I asked the minister whether or not the government was prepared to release the reports of those visits. We still have the Afghan independent human rights commission and the United States state department saying that torture still remains commonplace in the prisons of Afghanistan. We continue to need confidence that we are not violating international law in this matter. We are asking that the government make those reports public. I think the question was whether it will continue to claim that everything is all right without revealing any facts.

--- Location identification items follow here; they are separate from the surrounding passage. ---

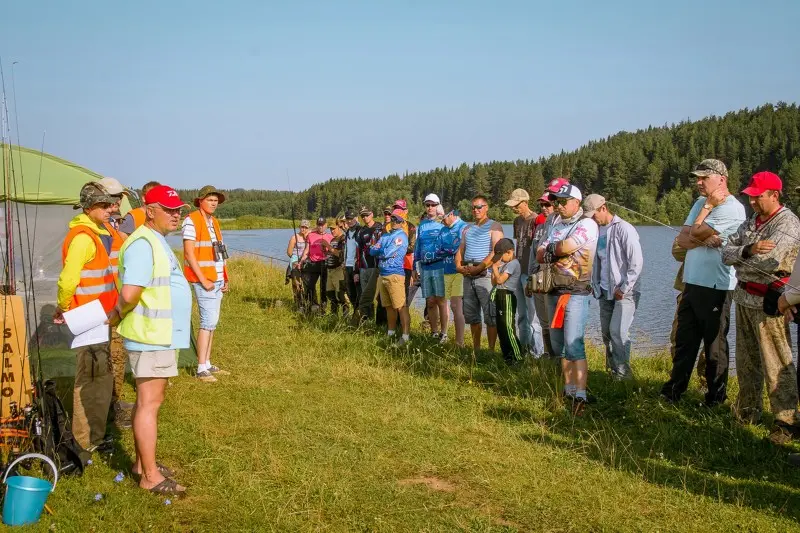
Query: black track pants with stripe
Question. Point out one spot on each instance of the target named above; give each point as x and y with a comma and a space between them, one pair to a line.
505, 303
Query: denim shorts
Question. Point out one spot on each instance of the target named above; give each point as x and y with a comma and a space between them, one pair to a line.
209, 303
433, 283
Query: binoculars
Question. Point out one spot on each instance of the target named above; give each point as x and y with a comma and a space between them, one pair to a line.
220, 250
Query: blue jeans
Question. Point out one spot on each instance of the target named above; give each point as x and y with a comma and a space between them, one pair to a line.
567, 341
209, 303
528, 326
616, 317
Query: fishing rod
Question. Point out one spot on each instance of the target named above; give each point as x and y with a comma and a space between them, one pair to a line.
703, 243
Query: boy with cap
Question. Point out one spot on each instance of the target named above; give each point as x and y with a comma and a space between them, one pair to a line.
204, 256
390, 252
86, 276
506, 272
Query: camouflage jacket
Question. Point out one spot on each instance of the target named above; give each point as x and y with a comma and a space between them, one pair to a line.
784, 230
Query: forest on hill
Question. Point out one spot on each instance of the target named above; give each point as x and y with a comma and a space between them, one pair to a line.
647, 171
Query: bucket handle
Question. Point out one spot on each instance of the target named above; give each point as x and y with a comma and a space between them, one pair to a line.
34, 456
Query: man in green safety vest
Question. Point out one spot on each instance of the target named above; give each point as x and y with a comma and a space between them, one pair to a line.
153, 314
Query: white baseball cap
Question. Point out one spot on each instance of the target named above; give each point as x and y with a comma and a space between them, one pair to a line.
432, 198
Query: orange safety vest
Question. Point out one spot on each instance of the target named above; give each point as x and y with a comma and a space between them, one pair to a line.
116, 244
203, 251
97, 277
138, 216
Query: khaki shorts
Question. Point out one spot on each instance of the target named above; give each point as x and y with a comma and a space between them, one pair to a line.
334, 279
453, 286
157, 364
393, 291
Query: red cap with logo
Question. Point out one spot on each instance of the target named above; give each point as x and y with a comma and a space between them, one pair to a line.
763, 181
556, 184
164, 196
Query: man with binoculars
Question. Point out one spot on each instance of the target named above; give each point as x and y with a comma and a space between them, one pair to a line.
204, 256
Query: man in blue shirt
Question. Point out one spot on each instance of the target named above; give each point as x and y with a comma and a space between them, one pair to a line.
153, 364
390, 251
705, 305
430, 268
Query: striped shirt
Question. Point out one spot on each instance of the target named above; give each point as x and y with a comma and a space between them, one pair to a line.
478, 241
190, 234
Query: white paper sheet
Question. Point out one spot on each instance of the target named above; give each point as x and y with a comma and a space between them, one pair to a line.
95, 335
87, 323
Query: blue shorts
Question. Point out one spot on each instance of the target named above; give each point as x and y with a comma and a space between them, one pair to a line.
433, 283
209, 303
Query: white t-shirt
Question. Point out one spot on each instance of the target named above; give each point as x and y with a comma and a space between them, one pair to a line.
190, 234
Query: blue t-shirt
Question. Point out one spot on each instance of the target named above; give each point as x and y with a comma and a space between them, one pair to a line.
139, 271
704, 265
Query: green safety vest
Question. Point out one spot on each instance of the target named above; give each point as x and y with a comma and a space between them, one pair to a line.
150, 322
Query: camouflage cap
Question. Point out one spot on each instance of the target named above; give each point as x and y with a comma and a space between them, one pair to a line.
93, 193
708, 167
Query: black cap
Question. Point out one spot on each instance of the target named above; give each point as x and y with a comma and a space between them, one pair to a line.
502, 246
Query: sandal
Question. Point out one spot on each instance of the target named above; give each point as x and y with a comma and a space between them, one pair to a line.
163, 470
168, 486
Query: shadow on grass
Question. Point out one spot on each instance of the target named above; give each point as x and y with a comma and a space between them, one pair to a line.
689, 447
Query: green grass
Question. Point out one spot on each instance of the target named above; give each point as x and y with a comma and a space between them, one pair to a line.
256, 222
322, 427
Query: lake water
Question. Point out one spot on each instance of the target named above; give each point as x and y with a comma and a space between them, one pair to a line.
653, 322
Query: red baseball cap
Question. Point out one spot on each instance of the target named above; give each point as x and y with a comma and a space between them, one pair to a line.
556, 183
763, 181
165, 196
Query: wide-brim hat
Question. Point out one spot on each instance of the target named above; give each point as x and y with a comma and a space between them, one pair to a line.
206, 191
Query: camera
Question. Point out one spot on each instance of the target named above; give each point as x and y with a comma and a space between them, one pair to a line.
220, 250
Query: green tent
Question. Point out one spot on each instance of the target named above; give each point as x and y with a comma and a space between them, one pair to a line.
43, 190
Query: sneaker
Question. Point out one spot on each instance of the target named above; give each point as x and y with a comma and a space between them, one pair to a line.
578, 406
217, 370
206, 376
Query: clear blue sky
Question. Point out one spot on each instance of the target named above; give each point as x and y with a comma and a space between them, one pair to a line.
235, 93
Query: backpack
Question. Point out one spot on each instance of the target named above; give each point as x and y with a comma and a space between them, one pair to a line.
56, 439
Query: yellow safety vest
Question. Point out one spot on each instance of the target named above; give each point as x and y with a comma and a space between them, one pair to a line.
150, 322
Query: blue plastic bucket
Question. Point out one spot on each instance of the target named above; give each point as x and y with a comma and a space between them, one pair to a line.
25, 495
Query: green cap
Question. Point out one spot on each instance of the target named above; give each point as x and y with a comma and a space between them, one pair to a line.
206, 191
93, 193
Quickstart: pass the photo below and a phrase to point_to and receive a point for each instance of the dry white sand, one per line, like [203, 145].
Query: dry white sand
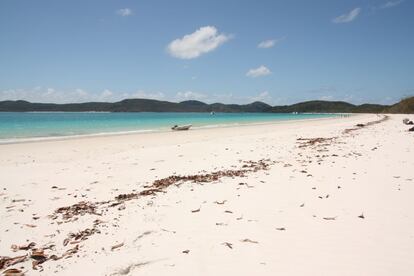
[298, 217]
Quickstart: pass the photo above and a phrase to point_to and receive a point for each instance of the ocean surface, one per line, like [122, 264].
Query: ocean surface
[16, 126]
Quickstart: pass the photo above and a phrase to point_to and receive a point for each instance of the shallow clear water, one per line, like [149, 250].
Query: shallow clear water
[18, 125]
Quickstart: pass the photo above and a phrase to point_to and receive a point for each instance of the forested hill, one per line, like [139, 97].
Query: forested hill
[147, 105]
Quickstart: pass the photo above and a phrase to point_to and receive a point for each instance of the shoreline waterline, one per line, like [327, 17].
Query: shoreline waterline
[23, 140]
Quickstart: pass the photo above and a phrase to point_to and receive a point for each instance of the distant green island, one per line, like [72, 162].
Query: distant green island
[147, 105]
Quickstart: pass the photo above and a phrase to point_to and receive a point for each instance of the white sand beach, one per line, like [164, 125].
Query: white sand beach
[268, 199]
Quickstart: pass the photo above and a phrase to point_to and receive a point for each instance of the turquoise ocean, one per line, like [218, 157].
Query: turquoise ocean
[17, 126]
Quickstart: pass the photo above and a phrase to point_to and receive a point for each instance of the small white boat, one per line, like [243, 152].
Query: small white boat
[184, 127]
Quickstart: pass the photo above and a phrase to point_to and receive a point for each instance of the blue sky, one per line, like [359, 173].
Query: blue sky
[232, 51]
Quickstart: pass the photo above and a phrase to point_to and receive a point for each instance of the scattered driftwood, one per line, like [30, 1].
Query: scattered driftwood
[9, 261]
[16, 248]
[407, 121]
[249, 241]
[78, 209]
[117, 246]
[13, 272]
[196, 210]
[307, 142]
[72, 212]
[229, 245]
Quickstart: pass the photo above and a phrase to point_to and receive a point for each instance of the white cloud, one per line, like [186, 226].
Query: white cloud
[202, 41]
[52, 95]
[326, 98]
[259, 71]
[124, 12]
[269, 43]
[263, 96]
[391, 4]
[105, 95]
[148, 95]
[189, 95]
[348, 17]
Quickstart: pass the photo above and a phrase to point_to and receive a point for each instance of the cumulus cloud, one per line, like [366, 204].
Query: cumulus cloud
[263, 96]
[148, 95]
[269, 43]
[204, 40]
[124, 12]
[258, 72]
[52, 95]
[391, 4]
[347, 17]
[190, 95]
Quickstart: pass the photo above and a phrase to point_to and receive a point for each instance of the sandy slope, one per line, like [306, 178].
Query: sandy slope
[315, 192]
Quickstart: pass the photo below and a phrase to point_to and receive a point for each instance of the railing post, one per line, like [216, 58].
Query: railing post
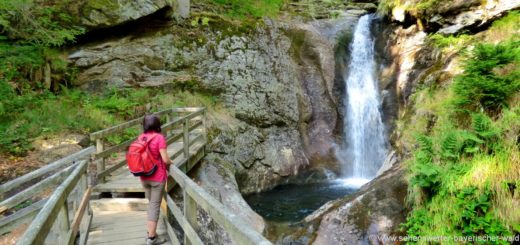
[100, 165]
[63, 224]
[204, 130]
[169, 118]
[186, 143]
[190, 212]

In response, the government responded similarly to the way it has in the past. The government has been obfuscating on this issue. That does not have anything to do with hockey or skating. It has to do with pretending to answer the question but in fact not. It talks about improvements to human rights in Afghanistan. I do not want to hear about that, although I know a lot of effort has been made to try to improve human rights in Afghanistan.

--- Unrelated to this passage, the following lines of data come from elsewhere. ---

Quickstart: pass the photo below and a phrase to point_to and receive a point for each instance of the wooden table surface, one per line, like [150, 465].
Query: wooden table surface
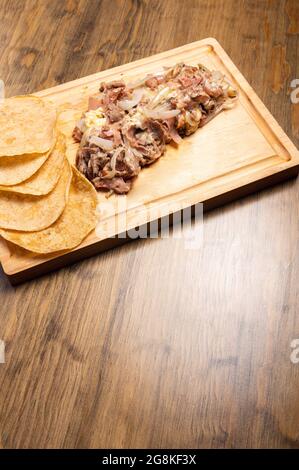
[152, 345]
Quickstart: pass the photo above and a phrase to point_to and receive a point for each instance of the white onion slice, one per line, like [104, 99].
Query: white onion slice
[81, 125]
[104, 144]
[129, 104]
[138, 83]
[160, 113]
[159, 97]
[110, 174]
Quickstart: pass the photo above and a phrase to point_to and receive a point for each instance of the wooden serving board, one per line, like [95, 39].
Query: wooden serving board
[240, 151]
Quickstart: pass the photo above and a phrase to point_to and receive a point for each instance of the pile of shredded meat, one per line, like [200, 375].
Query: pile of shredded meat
[127, 126]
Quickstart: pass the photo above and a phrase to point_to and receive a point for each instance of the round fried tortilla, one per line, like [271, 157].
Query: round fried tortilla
[21, 167]
[32, 213]
[75, 223]
[27, 126]
[45, 179]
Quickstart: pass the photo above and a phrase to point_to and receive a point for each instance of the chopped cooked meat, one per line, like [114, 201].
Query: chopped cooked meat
[117, 184]
[128, 128]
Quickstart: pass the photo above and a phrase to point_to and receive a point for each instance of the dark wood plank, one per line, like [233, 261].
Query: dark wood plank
[153, 345]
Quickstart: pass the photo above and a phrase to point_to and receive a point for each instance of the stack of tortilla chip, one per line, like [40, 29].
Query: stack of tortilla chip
[46, 205]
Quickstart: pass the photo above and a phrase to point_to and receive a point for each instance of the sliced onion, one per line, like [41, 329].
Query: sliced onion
[85, 136]
[139, 83]
[159, 97]
[217, 75]
[81, 125]
[175, 136]
[129, 104]
[110, 174]
[104, 144]
[161, 113]
[136, 152]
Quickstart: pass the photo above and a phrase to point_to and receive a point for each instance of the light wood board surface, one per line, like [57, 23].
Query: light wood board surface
[241, 147]
[153, 345]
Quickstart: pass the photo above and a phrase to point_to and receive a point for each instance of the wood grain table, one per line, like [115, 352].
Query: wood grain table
[154, 345]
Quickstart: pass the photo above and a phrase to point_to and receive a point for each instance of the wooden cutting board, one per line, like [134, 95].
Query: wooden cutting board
[240, 151]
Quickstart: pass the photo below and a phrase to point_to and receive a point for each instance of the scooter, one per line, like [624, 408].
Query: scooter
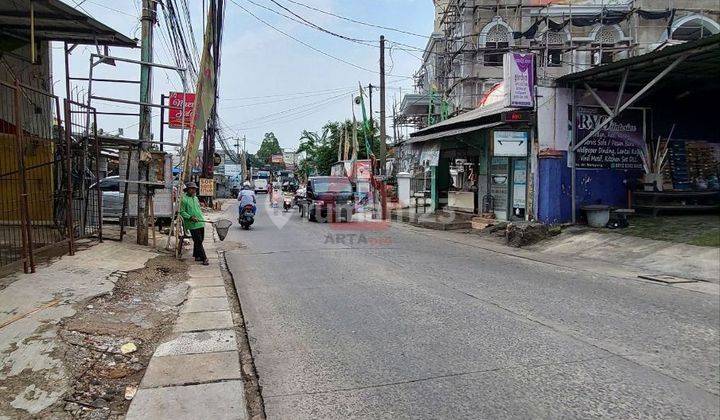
[287, 201]
[247, 217]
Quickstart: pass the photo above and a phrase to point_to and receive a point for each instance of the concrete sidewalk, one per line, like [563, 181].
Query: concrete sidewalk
[33, 376]
[196, 373]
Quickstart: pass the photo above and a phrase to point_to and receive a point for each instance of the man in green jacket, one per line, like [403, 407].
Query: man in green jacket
[193, 221]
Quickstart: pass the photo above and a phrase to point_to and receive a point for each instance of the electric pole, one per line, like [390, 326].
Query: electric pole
[146, 55]
[370, 88]
[383, 133]
[383, 148]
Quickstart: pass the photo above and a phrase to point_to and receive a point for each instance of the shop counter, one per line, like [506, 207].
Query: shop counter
[461, 200]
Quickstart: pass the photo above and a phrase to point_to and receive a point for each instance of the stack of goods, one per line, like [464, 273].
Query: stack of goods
[702, 162]
[679, 166]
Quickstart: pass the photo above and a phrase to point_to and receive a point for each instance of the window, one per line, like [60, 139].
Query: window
[606, 40]
[694, 27]
[553, 43]
[497, 42]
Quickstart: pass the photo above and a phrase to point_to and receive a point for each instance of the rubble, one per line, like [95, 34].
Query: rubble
[525, 233]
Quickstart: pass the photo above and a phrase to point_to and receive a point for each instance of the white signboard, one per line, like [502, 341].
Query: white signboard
[430, 155]
[232, 170]
[510, 143]
[519, 75]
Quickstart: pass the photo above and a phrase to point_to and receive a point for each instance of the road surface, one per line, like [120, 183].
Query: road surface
[400, 322]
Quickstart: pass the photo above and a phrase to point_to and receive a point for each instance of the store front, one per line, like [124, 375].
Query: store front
[482, 168]
[638, 134]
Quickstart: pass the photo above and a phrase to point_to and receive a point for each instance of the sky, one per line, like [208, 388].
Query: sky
[268, 82]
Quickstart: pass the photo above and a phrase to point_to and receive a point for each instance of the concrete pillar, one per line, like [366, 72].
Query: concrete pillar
[434, 190]
[403, 179]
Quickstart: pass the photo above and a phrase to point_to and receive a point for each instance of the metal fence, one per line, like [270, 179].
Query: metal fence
[43, 165]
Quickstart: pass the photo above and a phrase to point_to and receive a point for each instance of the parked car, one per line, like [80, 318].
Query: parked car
[260, 185]
[328, 198]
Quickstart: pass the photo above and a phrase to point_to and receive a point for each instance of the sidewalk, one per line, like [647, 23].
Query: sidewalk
[34, 373]
[196, 373]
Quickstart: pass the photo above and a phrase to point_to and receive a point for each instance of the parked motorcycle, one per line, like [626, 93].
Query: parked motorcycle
[247, 217]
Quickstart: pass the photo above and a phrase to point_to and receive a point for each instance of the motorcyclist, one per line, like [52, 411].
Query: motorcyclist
[247, 196]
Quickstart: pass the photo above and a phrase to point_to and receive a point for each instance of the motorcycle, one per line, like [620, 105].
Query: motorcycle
[247, 217]
[287, 201]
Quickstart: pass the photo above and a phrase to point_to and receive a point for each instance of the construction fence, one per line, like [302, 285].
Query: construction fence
[49, 161]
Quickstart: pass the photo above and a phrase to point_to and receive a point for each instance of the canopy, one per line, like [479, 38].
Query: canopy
[56, 21]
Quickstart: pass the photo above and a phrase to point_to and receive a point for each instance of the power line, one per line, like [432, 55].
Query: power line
[320, 28]
[359, 22]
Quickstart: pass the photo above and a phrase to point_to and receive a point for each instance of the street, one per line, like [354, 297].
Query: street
[399, 322]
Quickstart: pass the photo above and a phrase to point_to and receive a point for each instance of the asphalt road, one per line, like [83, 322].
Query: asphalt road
[401, 322]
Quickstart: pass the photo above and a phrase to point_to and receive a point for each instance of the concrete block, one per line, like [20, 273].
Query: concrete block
[191, 368]
[210, 291]
[206, 305]
[198, 342]
[205, 281]
[219, 401]
[199, 321]
[203, 271]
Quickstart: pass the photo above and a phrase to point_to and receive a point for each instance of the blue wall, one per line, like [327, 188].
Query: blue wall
[592, 186]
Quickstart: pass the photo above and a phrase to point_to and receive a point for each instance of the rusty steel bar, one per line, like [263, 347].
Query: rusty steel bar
[68, 168]
[97, 175]
[25, 224]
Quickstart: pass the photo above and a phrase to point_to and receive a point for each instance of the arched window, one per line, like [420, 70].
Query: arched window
[552, 44]
[694, 27]
[605, 39]
[496, 38]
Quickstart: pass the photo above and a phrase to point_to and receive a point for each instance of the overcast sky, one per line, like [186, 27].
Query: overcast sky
[268, 82]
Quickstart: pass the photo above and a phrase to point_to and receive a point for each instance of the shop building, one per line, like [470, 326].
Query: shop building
[603, 134]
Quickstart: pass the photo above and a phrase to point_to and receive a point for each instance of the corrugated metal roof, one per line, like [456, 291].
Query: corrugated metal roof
[56, 21]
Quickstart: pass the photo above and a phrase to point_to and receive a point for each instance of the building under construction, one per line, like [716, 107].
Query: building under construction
[462, 61]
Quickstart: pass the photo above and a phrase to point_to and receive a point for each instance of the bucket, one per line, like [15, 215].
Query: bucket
[221, 227]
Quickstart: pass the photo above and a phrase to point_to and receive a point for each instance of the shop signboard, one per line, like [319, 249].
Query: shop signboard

I would like to know whether or not the government is going to release these reports and have the kind of transparency that other countries have in dealing with this issue. Frankly, we are not satisfied that the kind of monitoring that would be expected and needed is in fact taking place. The special committee on Afghanistan has had some witnesses before it, talking about the new system and the improvements that were made.
However, we are learning that, when Canadian officials find that something is going wrong, all they do is tell the authorities in Afghanistan. They do not actually do an investigation of their own. For example, in November 2007, after hearing half a dozen people or so talk about how they were tortured or ill-treated in the prison, describing issues related to being beaten with cables, et cetera, they discovered in the investigator's office of the prison a wire cable that they then reported to the authorities in Afghanistan. This particular investigator was fired as a result.
If that was there in November 2007 and the individuals were complaining about being beaten with wire cables, surely there is some connection between one and the other. When dealing with law, it is called corroboration. Yet, the government maintains that it had no proof of any individual Afghan detainee being tortured. That is not good enough. That is not the issue that has to be answered first of all. The main issue is whether there was a risk of torture and if Canadians passed over Afghan detainees to that real risk of torture.
I do not think the government is answering the question. Information has come out today. The Canadian Press as well as the CBC are reporting issues that confirm Mr. Colvin's concerns that ordinary people, who Canadian generals and military officers describe as local yokels, were being passed over and that the monitoring was not adequate. Will the government release those reports so we can have transparency on this issue?